Maurkice Pouncey hopes to play

Updated: February 2, 2011, 11:33 AM ET
ESPN.com news services

ARLINGTON, Texas -- Maurkice Pouncey still expects to play in the Super Bowl.

"Most definitely," the Pittsburgh Steelers' injured center said Tuesday. "I feel positive right now."

In an interview with ESPN, Pouncey put his chances of playing at "75 percent".

However, a league source has told ESPN NFL Insider Adam Schefter that Pouncey will not play against the Green Bay Packers.

Pouncey is dealing with a high left ankle sprain, suffered in Pittsburgh's 24-19 victory over the New York Jets in the AFC championship game. He was off crutches at media day after needing them to walk down the steps from the team's charter flight into Dallas on Monday, but still has a bulky walking boot on his left foot.

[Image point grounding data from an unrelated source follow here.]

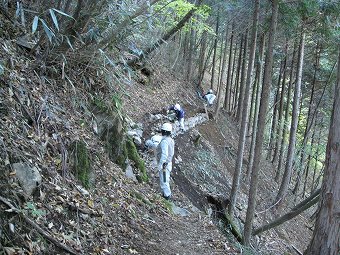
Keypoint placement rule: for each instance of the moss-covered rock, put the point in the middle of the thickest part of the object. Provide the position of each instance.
(82, 163)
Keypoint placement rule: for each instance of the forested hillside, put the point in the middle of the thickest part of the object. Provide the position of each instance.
(85, 84)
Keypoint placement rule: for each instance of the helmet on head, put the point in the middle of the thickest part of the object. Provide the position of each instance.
(167, 127)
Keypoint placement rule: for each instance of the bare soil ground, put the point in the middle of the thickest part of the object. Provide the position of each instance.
(40, 118)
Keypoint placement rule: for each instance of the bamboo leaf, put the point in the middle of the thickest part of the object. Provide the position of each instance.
(48, 31)
(63, 13)
(35, 24)
(54, 19)
(69, 42)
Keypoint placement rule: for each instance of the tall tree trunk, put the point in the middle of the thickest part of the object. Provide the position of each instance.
(202, 58)
(232, 83)
(280, 117)
(239, 64)
(308, 124)
(275, 111)
(220, 91)
(243, 78)
(190, 54)
(259, 75)
(285, 124)
(112, 36)
(261, 126)
(313, 186)
(293, 129)
(228, 84)
(301, 207)
(167, 36)
(242, 138)
(326, 235)
(215, 51)
(312, 144)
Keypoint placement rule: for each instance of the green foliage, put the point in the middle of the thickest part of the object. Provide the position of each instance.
(82, 166)
(176, 10)
(308, 8)
(48, 28)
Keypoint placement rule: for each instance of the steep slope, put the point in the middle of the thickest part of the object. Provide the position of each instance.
(41, 119)
(43, 115)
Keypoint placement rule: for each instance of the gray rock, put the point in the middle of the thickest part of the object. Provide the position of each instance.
(129, 173)
(178, 210)
(29, 177)
(137, 140)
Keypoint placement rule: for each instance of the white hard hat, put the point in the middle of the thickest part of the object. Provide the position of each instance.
(167, 127)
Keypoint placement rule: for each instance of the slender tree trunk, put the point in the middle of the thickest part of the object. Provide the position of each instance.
(228, 85)
(280, 117)
(259, 75)
(215, 51)
(232, 83)
(261, 126)
(243, 78)
(242, 138)
(285, 124)
(219, 98)
(275, 111)
(307, 127)
(326, 235)
(220, 65)
(112, 36)
(239, 70)
(298, 209)
(190, 54)
(167, 36)
(312, 144)
(316, 158)
(202, 59)
(293, 130)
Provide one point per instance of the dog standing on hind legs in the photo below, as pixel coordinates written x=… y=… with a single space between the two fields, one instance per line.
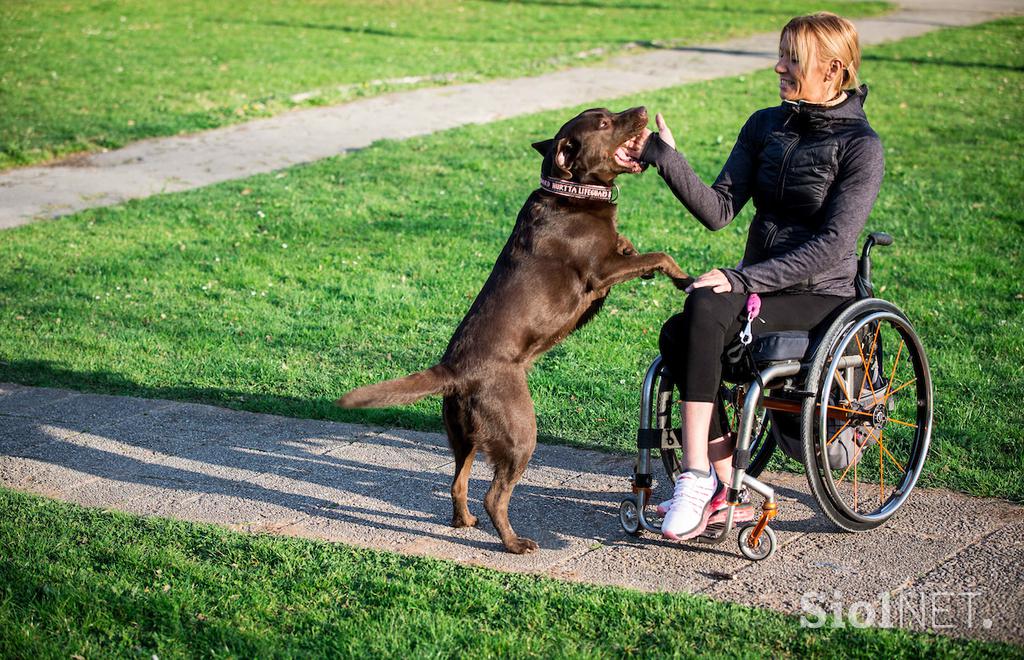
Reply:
x=552 y=276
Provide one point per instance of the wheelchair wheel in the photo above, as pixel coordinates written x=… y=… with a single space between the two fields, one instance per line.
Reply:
x=762 y=444
x=866 y=431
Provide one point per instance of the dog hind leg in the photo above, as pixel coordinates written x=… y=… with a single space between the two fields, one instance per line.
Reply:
x=509 y=442
x=456 y=423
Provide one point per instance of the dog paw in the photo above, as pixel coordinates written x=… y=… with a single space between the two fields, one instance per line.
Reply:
x=464 y=521
x=521 y=545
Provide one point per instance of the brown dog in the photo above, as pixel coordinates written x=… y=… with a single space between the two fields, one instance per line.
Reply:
x=552 y=276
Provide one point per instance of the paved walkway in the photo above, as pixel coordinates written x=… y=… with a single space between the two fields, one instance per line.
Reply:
x=174 y=164
x=946 y=562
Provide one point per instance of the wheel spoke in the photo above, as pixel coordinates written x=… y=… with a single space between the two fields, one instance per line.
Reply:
x=842 y=385
x=878 y=439
x=882 y=474
x=839 y=407
x=899 y=388
x=853 y=463
x=870 y=356
x=889 y=393
x=836 y=435
x=855 y=486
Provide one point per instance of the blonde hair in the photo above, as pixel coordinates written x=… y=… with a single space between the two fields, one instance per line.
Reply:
x=825 y=37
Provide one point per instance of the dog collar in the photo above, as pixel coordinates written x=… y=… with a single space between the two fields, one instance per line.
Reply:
x=580 y=190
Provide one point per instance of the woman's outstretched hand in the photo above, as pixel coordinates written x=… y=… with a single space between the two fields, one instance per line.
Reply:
x=714 y=278
x=636 y=146
x=664 y=131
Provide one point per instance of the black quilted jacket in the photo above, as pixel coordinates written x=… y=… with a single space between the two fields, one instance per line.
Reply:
x=813 y=173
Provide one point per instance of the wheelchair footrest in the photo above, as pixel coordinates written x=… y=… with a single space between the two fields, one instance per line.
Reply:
x=658 y=438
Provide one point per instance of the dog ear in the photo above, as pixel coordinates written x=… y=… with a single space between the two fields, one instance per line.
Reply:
x=543 y=146
x=565 y=151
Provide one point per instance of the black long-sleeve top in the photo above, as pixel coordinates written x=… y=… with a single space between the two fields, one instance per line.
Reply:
x=813 y=173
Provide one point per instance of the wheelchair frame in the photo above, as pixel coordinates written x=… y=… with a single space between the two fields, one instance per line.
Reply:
x=757 y=539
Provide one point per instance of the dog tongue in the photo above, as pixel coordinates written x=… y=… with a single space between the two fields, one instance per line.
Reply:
x=623 y=159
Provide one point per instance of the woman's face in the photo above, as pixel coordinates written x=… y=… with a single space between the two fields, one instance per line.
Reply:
x=799 y=80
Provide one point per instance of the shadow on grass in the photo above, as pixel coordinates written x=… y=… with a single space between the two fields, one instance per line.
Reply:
x=43 y=374
x=364 y=486
x=937 y=61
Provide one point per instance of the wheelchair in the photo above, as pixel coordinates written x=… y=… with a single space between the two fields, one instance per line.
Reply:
x=851 y=399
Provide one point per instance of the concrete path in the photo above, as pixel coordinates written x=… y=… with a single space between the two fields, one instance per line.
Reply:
x=946 y=563
x=173 y=164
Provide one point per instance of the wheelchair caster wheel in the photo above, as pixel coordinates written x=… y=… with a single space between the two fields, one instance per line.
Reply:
x=766 y=543
x=629 y=516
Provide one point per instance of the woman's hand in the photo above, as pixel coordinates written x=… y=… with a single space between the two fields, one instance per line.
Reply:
x=636 y=146
x=714 y=278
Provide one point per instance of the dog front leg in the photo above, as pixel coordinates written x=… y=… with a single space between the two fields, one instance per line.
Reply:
x=625 y=247
x=623 y=268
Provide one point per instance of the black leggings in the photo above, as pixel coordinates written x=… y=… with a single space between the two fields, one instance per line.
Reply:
x=693 y=341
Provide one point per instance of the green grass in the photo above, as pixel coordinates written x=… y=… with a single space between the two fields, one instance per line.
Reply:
x=281 y=292
x=80 y=582
x=88 y=75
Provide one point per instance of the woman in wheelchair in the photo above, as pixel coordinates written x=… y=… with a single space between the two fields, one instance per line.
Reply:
x=813 y=168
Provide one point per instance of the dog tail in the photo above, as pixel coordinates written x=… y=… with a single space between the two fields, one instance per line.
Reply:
x=437 y=380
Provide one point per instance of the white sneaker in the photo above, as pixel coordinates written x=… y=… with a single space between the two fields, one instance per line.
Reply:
x=687 y=515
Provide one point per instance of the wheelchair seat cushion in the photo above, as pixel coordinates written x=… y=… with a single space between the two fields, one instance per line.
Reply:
x=779 y=346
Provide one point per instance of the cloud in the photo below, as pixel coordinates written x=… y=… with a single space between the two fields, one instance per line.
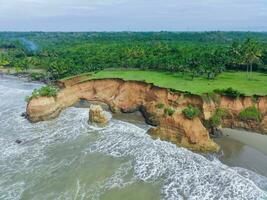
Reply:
x=115 y=15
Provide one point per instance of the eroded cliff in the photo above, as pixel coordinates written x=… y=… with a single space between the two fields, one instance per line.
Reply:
x=129 y=96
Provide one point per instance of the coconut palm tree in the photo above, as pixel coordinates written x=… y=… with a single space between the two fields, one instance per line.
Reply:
x=251 y=54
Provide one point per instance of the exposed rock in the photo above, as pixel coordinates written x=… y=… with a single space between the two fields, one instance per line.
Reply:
x=129 y=96
x=97 y=115
x=18 y=141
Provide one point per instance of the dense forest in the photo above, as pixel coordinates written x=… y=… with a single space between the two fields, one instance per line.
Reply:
x=205 y=54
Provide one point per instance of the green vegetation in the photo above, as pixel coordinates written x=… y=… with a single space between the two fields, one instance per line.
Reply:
x=191 y=112
x=230 y=92
x=216 y=119
x=169 y=111
x=160 y=105
x=203 y=55
x=189 y=61
x=236 y=80
x=48 y=90
x=35 y=76
x=250 y=113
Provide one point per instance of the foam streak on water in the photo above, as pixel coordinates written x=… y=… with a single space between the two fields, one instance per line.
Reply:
x=68 y=159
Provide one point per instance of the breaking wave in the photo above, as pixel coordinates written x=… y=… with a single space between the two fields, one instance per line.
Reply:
x=67 y=148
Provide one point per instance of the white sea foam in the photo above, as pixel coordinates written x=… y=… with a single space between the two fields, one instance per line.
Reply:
x=182 y=174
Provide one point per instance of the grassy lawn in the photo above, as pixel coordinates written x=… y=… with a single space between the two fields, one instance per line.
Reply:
x=236 y=80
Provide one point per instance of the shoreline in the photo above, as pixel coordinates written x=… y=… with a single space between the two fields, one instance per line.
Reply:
x=253 y=139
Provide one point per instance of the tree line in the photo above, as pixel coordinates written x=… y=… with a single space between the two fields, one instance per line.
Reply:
x=64 y=55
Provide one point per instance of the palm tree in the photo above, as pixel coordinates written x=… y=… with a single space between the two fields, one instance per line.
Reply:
x=252 y=54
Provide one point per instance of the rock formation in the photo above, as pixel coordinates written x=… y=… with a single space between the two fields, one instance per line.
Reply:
x=152 y=101
x=97 y=115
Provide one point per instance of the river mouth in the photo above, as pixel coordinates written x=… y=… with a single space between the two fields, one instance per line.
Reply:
x=67 y=158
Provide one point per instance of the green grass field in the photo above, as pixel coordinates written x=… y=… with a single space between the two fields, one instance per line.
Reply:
x=237 y=80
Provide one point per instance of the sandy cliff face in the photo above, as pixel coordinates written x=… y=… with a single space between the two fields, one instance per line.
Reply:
x=235 y=106
x=129 y=96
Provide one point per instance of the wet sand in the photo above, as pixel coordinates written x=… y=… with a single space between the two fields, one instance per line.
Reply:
x=239 y=148
x=244 y=149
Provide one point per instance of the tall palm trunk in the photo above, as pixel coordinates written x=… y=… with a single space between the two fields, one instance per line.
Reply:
x=251 y=70
x=247 y=71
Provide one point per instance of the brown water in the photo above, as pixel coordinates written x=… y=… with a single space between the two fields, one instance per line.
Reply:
x=67 y=158
x=244 y=149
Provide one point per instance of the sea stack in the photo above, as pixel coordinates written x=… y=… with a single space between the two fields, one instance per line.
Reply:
x=97 y=115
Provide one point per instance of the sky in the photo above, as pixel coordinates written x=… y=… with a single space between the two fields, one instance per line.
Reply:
x=133 y=15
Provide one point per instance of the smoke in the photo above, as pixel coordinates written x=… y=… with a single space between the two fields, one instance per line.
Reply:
x=29 y=45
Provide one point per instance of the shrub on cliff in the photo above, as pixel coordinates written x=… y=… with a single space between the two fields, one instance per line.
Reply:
x=191 y=112
x=37 y=76
x=160 y=105
x=169 y=111
x=48 y=91
x=229 y=92
x=216 y=119
x=250 y=113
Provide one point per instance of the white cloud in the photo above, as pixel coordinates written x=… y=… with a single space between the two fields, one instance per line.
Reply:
x=134 y=14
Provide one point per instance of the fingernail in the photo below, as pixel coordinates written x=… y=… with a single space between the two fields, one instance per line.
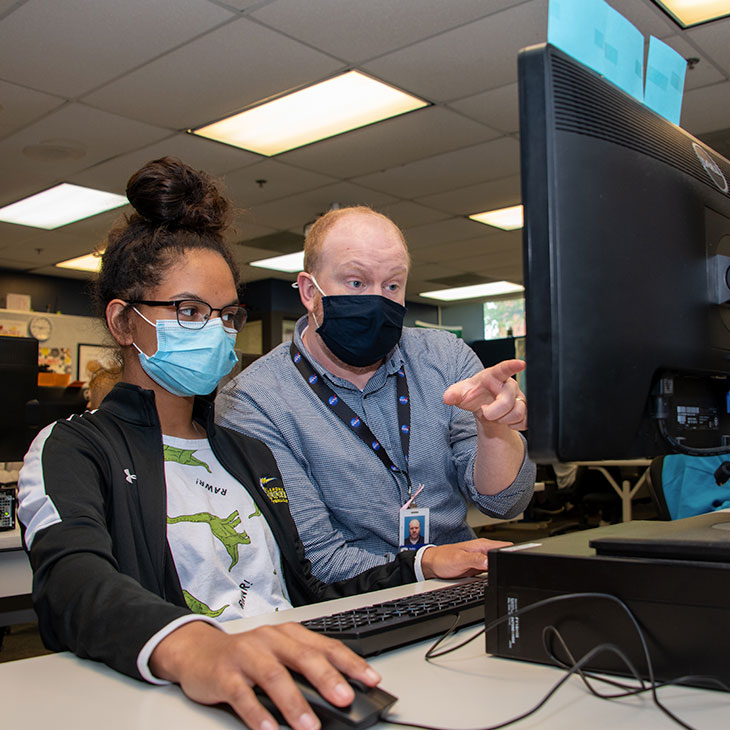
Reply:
x=343 y=692
x=308 y=721
x=372 y=676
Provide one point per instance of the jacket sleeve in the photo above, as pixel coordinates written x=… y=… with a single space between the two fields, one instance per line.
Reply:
x=84 y=603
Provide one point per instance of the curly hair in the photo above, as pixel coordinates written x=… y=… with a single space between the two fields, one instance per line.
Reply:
x=177 y=209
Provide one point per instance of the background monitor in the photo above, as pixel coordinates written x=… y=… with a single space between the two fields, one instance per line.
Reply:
x=626 y=253
x=18 y=385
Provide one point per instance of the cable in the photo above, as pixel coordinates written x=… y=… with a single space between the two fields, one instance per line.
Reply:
x=576 y=667
x=679 y=447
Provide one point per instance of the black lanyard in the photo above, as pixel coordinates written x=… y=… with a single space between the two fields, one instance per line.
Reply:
x=352 y=420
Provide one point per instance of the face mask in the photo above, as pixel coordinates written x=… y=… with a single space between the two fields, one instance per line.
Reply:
x=189 y=362
x=360 y=329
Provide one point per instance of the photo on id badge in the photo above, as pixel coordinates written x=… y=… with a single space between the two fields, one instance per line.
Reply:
x=413 y=528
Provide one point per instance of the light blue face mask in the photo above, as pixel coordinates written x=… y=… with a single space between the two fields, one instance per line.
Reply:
x=189 y=362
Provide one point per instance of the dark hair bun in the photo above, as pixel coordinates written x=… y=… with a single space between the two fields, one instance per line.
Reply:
x=167 y=192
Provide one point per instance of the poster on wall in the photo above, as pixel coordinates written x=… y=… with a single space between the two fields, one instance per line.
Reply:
x=95 y=356
x=13 y=327
x=56 y=359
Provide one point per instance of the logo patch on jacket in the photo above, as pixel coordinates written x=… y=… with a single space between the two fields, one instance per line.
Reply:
x=276 y=495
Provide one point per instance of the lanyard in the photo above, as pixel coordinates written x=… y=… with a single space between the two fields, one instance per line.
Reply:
x=353 y=421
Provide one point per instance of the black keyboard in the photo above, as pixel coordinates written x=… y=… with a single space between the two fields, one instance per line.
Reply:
x=383 y=626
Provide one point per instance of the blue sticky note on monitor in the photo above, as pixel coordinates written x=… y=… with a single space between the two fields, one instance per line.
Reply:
x=578 y=27
x=624 y=54
x=665 y=71
x=601 y=38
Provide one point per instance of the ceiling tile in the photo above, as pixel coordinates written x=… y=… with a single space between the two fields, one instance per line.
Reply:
x=97 y=40
x=280 y=181
x=397 y=141
x=295 y=212
x=706 y=109
x=712 y=38
x=440 y=234
x=487 y=161
x=103 y=135
x=213 y=76
x=477 y=198
x=467 y=60
x=359 y=30
x=20 y=106
x=646 y=17
x=704 y=73
x=498 y=108
x=215 y=159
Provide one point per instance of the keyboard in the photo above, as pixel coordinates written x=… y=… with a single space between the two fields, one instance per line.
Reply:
x=384 y=626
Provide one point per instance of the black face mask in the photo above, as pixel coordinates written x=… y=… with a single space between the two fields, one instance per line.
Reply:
x=361 y=329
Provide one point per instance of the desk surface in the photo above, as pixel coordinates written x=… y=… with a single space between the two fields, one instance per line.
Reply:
x=466 y=689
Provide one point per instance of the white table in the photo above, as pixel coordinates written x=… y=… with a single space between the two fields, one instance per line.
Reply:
x=626 y=490
x=467 y=689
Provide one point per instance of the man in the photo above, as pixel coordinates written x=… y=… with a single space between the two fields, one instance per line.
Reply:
x=414 y=533
x=359 y=415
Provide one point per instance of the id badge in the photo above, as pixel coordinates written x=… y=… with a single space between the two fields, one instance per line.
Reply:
x=413 y=528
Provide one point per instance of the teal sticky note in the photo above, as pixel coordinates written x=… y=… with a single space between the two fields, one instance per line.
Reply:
x=601 y=38
x=665 y=71
x=624 y=54
x=578 y=27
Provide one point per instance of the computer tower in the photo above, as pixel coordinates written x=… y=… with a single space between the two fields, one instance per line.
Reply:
x=681 y=606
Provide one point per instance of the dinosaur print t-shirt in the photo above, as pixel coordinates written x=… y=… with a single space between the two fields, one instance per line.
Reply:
x=225 y=554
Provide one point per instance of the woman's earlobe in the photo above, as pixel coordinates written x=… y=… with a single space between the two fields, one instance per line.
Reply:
x=116 y=320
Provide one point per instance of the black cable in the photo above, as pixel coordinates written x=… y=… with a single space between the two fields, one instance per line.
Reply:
x=680 y=448
x=577 y=666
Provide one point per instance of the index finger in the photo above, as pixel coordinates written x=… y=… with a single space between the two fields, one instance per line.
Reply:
x=507 y=368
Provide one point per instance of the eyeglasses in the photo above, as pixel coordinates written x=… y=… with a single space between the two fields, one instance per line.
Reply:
x=192 y=314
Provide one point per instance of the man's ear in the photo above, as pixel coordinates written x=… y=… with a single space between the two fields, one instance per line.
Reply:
x=116 y=320
x=307 y=290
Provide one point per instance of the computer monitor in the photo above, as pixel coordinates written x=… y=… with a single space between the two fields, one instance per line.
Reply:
x=18 y=385
x=626 y=254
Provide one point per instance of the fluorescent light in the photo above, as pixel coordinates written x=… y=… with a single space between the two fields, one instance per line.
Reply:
x=89 y=262
x=507 y=219
x=693 y=12
x=60 y=205
x=288 y=262
x=492 y=289
x=331 y=107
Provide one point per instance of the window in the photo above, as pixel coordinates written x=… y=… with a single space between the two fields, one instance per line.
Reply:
x=504 y=318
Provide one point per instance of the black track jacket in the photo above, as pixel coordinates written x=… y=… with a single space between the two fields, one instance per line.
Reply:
x=93 y=504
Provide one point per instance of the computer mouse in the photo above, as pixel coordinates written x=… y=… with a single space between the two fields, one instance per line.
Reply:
x=369 y=705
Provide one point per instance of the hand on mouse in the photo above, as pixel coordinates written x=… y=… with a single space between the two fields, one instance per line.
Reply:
x=459 y=559
x=212 y=666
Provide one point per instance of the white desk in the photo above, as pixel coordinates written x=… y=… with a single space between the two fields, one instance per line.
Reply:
x=626 y=490
x=467 y=689
x=16 y=580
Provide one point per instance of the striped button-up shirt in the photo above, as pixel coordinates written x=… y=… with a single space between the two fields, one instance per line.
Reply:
x=344 y=500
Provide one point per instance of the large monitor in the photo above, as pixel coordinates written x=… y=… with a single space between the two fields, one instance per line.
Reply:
x=18 y=385
x=626 y=254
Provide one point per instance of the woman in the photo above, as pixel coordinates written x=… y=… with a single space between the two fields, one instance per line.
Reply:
x=145 y=521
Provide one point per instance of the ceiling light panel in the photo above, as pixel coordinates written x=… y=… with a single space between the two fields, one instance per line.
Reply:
x=317 y=112
x=693 y=12
x=492 y=289
x=508 y=219
x=291 y=262
x=60 y=205
x=89 y=262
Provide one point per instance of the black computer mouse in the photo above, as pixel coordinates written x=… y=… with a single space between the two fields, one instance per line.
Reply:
x=369 y=705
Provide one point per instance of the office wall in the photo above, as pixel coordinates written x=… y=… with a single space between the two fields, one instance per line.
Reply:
x=48 y=293
x=469 y=316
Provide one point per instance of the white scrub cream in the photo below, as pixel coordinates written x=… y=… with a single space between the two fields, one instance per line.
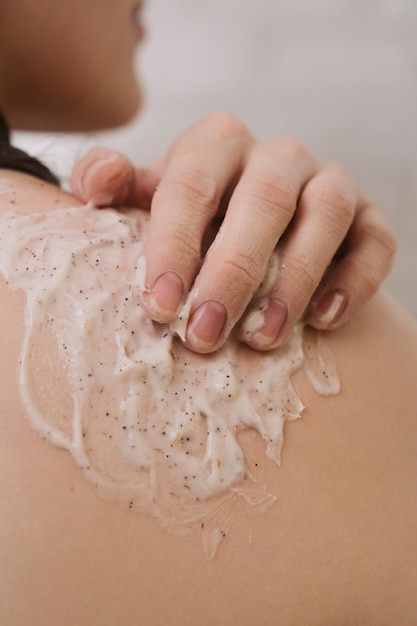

"I'm walking around pretty good today," the rookie Pro Bowl selection said. "I couldn't do anything in the cast. Now that I'm in the walking boot, there's a lot that I can do now. I'm icing it at night, and I've got to elevate it real good. Hopefully, I'm on the bike today and maybe some pool action later."

Pouncey did not practice last week, and coach Mike Tomlin has said Pouncey is "not on a running clock" until Wednesday -- the team's first practice before the Super Bowl.

"He's going to give me pretty much all the way until the last day," Pouncey said. "You'll pretty much know toward the end of the week if I'm going to play or not."

Some Steelers teammates have already been talking as though backup Doug Legursky will start against Green Bay.

"Who said that? Tell me where they're at," Pouncey said with a laugh. "Guys don't really know, man. They have their little assumptions, but I'm hopeful I'll be ready to go on Super Bowl Sunday."

And, that doesn't mean just for a few plays.

"If I'm going to play, I want to start," he said. "I don't want to be the 'Let's put the injured guy in at a backup position' or something like that. ... I'm trying everything possible, man. If anybody's got any other options for me, I will go ahead and listen to them."

Information from The Associated Press contributed to this report.